Ms. Gaddy did that three times that day, filling the container and feeding hungry people at the little rowhouse at 140 N. Collington Ave. that now serves as the Patterson Park Emergency Food Center.
Although she feeds and houses the needy yearlong, her most widelyknown effort is the annual Thanksgiving dinner.
Her first holiday meal served 39 in 1981. Last year, her efforts fed nearly 20,000.
Several times, she encouraged the audience to become involved. "I challenge all of you to visit us," she said. "My job is to teach the haves how to help."
L It's a message that has been heard -- and heeded -- by many.
Today, Ms. Gaddy's 3,000 volunteers will gather in Baltimore to be honored for their work -- and also to celebrate their leader's 61st birthday.
Ms.
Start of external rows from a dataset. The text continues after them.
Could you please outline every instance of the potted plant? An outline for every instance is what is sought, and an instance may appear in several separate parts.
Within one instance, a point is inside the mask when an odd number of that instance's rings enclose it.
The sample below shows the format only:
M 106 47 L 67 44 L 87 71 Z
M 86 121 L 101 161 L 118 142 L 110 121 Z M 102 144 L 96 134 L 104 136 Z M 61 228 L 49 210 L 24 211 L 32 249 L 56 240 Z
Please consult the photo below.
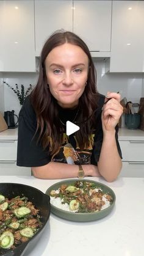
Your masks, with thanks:
M 4 81 L 4 84 L 5 84 L 10 89 L 11 89 L 13 92 L 16 95 L 20 105 L 23 105 L 26 96 L 29 94 L 29 92 L 32 89 L 31 84 L 29 85 L 29 87 L 25 91 L 25 88 L 23 84 L 21 85 L 21 89 L 19 89 L 18 84 L 15 84 L 15 87 L 10 86 L 7 82 Z

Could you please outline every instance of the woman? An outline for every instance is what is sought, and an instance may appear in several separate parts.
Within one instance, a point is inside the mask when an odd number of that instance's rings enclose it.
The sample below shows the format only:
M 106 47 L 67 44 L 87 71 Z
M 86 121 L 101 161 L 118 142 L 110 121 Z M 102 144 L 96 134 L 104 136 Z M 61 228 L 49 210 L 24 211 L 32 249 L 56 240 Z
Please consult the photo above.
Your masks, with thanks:
M 71 32 L 56 31 L 43 48 L 37 86 L 20 113 L 17 165 L 31 167 L 39 178 L 117 177 L 120 96 L 105 97 L 96 84 L 85 43 Z M 80 127 L 69 136 L 67 120 Z

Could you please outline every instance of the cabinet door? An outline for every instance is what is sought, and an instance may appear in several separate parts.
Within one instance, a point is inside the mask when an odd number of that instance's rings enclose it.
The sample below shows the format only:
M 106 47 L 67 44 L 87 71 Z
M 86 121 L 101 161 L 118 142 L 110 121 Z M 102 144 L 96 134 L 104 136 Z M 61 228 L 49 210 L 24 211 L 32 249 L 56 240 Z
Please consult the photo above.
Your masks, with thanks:
M 0 140 L 0 161 L 15 161 L 17 144 L 18 141 Z
M 35 1 L 35 56 L 55 31 L 73 31 L 72 1 Z
M 113 1 L 110 71 L 144 71 L 143 24 L 143 1 Z
M 0 1 L 0 71 L 35 71 L 34 1 Z
M 89 49 L 110 51 L 111 1 L 74 1 L 73 32 Z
Gaddy's secretary, Mike Brockington, knows just how persuasive his boss can be. "I've been with her 11 years, and she's worked me to death," he said, half-jokingly.
Several members of the audience came under Ms. Gaddy's spell. Scott Calkins, president of the college's student government association, offered his organization's help.
And student Angel Coffin-Bero asked simply, "How do I do it?"
Ms. Gaddy tells prospective volunteers to call her office to receive a volunteer profile form.
She doesn't take chances with her helpers, she said. "What if they have a criminal record or are a child molester or have a contagious illness?"
But there was no doubt that Ms. Gaddy would always be there to help those in trouble.
She was quite serious when she told the audience: "If you ever need me, call me."